About 300 people marched in the parade. Maybe the other straight guys do their own laundry, too.
And several days later, my wife, Deborah, continued her effort to gain the trust of a stray cat who wandered into our yard, and has been getting fed by her for some time.
Much of gaining an animal’s trust is comprised of offering food and in the ability to sit still as a stone for hours at a time.
Every night, Deborah sits on our front steps, still as a stone, occasionally making kissing noises into the air.
At first, the cat would wait until she left to eat. Eventually, he would eat while she sat, still as a stone, just two wooden steps above the food.
A week ago, the cat was within two feet of her hands. She remained still as a stone. Last night, the timid cat leaned forward and sniffed her hand, and with one ringed finger, she touched him gently on the head. He walked away.
“I didn’t want to try to pet him just yet,” she said. “He’s still a little scared.”
The whole process has taken her a couple of months.
I thought about it when I was washing my hands before dinner.
“You know,” I said to her as we ate. “If this were the year 1230, people would have seen you offering the cat food, sitting still as a stone, luring the cat and wooing the cat, and they would have heard you making kissing noises at the cat and repeating the phrase, ‘Who’s a pretty boy?’ over and over.
“By now,” I said, “you would be burning merrily in the village square, setting aglow the happy faces of the peasants, who knew a witch when they saw one.”
“And did you speak with Satan in the form of a cat?” The inquisitor would have hissed at her. “Did you call Satan a ‘pretty boy’?”
With evidence like that, you knew they were going to burn the witch.
After all, they’d been burning witches for centuries, and Jews, and assorted heretics, and gay people. The smell of burning flesh was pleasing to God, who liked to know that his people would not suffer a witch to live. It’s in the Bible.
We don’t burn witches anymore, at least not where I live, and not in most other places, either. A woman is free to ritualistically chant, “Who’s a pretty boy?” over and over again to any yellow-eyed creature she sees.
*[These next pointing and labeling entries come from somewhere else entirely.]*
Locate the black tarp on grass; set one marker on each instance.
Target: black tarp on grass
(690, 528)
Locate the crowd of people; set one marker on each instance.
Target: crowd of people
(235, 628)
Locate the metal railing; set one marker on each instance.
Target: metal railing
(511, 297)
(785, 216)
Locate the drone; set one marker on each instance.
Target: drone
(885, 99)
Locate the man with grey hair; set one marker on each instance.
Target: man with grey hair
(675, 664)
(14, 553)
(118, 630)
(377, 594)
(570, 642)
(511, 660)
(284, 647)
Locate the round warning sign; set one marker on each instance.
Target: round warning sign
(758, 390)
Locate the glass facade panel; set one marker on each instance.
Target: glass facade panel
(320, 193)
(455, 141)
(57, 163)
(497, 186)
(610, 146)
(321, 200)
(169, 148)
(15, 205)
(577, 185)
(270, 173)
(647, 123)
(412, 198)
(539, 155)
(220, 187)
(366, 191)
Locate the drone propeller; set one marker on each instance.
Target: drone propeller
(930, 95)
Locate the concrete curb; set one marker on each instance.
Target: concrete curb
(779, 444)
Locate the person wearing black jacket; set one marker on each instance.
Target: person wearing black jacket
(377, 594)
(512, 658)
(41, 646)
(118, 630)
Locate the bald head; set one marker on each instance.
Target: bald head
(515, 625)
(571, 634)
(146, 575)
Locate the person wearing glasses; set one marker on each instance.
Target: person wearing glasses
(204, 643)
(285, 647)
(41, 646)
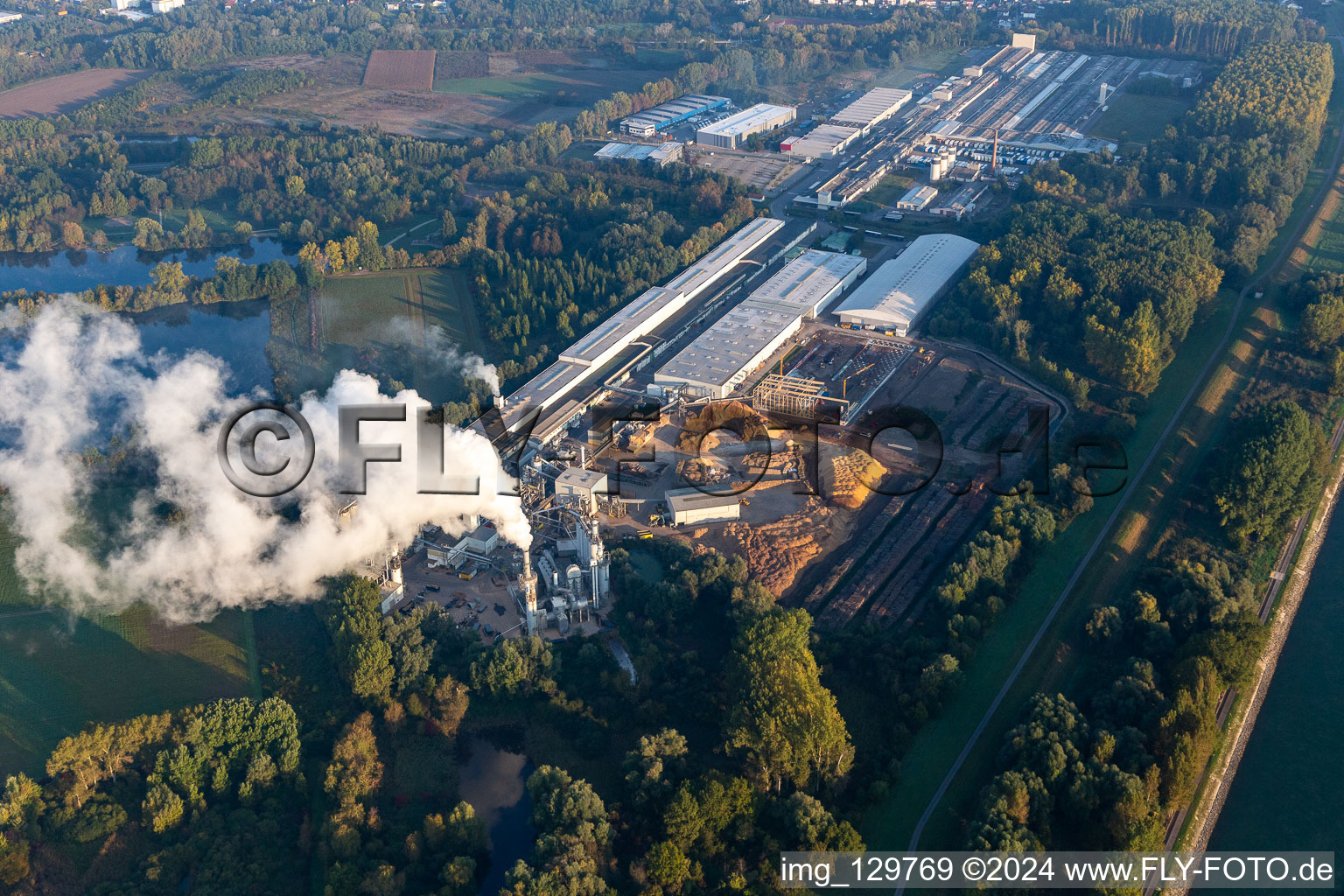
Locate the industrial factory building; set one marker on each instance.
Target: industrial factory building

The Straight Pride Parade in Boston attracted a couple hundred marchers in a city with a population of 700,000 or so, with many more in neighboring communities. It was, to be brief, a flop. Only a “We Love the New York Yankees Parade” could have done worse in that city.
I imagine the crowds for witch burning events got smaller and smaller as the centuries rolled by.
We stumble. We bumble. We take a step or two back, but we wobble always forward, on our way to something that may someday be peace.